Healthcare Security Awareness Training: The Needed Change

3 min read

This November marks 20 years since I performed my first HIPAA Security Awareness Training (SAT).  I remember it vividly, because it was exactly one month after the Proposed HIPAA Security Rule was published in October ’98. It wasn’t long before I had a calendar full of SATs booked for organizations across the country that needed to comply with the new requirements.

Fast forward to today and every week the news is filled with stories like those below (these two are pulled from recent editions of our IT Security News Blast) that demonstrate that two decades of SAT is not providing healthcare organizations with the cybersecurity they need.

  • Most Healthcare Workers Admit to Non-Secure Healthcare Data Sharing
    A disturbing 87% of healthcare workers admit to using non-secure email to send sensitive information, including PHI... Healthcare workers are 36% more likely to share regulated data such as patient information and credit card information via non-secure methods such as email than those working in financial services.
  • Largest Healthcare Data Breaches of 2016
    By the numbers: 329 breaches that, in sum, exposed more than 16 million patient records. That’s an order of magnitude increase from only 18 breaches in 2009.

Articles like these prompted me to take a look back through the 20 years of SAT presentations that we’ve used to train providers, payers, and clearinghouses – organizations with unique IT environments that operate in an industry that is among the most frequently targeted by “cyber” criminals.

As I scrolled through the decks, I wondered why, even after decades of instruction regarding IT security best practices, users are still so susceptible to the most basic tactics of cyber criminals? 
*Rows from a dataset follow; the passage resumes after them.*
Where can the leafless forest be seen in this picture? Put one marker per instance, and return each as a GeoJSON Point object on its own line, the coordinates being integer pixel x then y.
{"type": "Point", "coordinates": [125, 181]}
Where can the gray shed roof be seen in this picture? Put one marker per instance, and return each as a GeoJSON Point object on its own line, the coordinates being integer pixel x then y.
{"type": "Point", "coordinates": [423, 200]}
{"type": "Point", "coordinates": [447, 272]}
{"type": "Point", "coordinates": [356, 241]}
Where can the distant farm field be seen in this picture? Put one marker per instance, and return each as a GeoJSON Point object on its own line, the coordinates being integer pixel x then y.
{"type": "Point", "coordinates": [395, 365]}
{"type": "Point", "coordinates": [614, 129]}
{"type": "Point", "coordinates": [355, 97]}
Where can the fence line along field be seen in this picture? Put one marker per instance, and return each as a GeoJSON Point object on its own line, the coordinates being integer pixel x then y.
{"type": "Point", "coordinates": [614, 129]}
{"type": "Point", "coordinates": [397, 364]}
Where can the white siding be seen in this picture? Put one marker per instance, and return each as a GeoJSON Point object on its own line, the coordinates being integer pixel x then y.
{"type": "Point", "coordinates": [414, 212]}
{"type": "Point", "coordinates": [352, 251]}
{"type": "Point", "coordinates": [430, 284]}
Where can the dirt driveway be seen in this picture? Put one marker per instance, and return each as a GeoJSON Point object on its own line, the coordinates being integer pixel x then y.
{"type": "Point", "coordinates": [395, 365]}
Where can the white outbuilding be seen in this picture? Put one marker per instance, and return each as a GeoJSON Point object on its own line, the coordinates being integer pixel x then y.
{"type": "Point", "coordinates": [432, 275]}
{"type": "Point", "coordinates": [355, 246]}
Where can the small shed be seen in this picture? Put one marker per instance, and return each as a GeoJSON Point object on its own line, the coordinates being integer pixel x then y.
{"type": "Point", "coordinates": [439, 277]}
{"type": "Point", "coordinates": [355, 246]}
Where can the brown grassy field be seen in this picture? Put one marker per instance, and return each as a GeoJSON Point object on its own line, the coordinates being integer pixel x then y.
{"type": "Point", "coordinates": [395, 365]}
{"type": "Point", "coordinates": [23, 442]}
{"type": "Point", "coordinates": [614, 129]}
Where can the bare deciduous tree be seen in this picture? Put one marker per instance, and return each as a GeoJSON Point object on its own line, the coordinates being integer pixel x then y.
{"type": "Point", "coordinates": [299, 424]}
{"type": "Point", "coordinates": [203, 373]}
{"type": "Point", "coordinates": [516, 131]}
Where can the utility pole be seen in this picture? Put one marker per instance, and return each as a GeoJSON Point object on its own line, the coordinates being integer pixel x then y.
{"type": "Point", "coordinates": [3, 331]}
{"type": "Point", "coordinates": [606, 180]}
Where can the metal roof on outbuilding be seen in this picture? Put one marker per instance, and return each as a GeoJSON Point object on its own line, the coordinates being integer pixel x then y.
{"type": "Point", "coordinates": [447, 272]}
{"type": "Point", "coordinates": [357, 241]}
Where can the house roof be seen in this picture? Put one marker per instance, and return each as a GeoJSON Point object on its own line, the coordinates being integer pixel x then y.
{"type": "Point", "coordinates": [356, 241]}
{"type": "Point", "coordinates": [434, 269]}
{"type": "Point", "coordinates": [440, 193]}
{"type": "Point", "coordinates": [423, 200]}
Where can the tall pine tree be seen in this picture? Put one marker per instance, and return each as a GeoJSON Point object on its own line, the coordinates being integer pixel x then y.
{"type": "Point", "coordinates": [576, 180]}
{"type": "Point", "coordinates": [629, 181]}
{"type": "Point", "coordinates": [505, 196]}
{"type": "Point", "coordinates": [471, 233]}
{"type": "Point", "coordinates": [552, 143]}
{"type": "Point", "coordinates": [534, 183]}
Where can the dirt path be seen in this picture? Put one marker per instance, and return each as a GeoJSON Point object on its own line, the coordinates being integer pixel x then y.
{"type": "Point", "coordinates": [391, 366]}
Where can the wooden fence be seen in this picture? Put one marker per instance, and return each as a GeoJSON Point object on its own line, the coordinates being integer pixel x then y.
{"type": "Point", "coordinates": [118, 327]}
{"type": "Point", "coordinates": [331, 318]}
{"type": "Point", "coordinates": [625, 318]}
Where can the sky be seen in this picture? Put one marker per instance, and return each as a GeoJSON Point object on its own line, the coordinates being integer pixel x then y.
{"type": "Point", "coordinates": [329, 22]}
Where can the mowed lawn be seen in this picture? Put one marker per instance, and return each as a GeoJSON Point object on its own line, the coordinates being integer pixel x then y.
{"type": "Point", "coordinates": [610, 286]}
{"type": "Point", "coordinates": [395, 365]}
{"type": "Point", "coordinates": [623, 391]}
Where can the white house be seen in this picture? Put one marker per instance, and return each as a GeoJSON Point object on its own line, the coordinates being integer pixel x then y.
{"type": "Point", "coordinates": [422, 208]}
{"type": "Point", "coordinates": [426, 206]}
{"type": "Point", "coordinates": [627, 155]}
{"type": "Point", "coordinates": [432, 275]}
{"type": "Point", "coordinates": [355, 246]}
The Causes… (at least a few of them)

Looking back at our trainings from the past two decades made one thing clear: until a few years ago, the content really didn’t change very much. Legacy Security Awareness Trainings consistently covered the same four categories:

  • Security in the work environment
  • Regulated data which commonly has breach reporting requirements
  • Lists of best practices and policy statements on how users should behave and use technology
  • Basic security principles for those who have no real background in IT or data security

Even though the curriculum was solid, it failed to address the evolution of how users in a healthcare environment interact with technology and data. It lacked the round-the-clock perspective that today’s mobile-first society now clearly demands. In the last ~10 years, we’ve seen the following trends:

  • A growing number of personal devices users are bringing to, and using for, work
  • An increasing rate of introduction of new healthcare technologies that provide substantial benefits to doctors and patients and challenges to InfoSec pros who must secure these systems
  • A growing number of threats from outside cybercriminals, inside threat actors, hacktivists, and nation-states

These trends are what led us to change our approach in the early 2010’s. Since then we’ve gotten vastly better feedback on the effectiveness of our SAT materials. 

The Needed Change

The change we made was to shift our SAT message from “Here’s why this is important to the company,” to “Here’s why it’s important to you.” We focus on training people on a life skill – not just a work skill – one that centers around protecting themselves and using technology and information securely in all areas of their life.

Instead of presenting case studies of how breaches on healthcare organizations occur, we emphasize how every one of us is under attack 24/7/365. We have found that when people visualize security within their personal life and consider personal impacts and costs, information security and data protection become real in a new way.

To bring cybersecurity “closer to home,” we use real-world examples of how cybercriminals have caused harm to individuals and organizations alike. Once users understand the risk they face personally and what they can do to protect themselves, they are much more likely to buy into an organization’s cybersecurity program. For example, users on the lookout for phishing attempts, be they personal or professional in nature, can raise the red flag on a suspicious email that may have slipped past a technical defense.

Users who learn to protect personal pictures, bank accounts, and data, at home, at work, and in public, are critical to healthcare organizations’ cyber defenses. Cybersecurity is no longer just an inconvenient part of the job, it’s now an essential part of daily life and effective Security Awareness Trainings must address IT security beyond the office.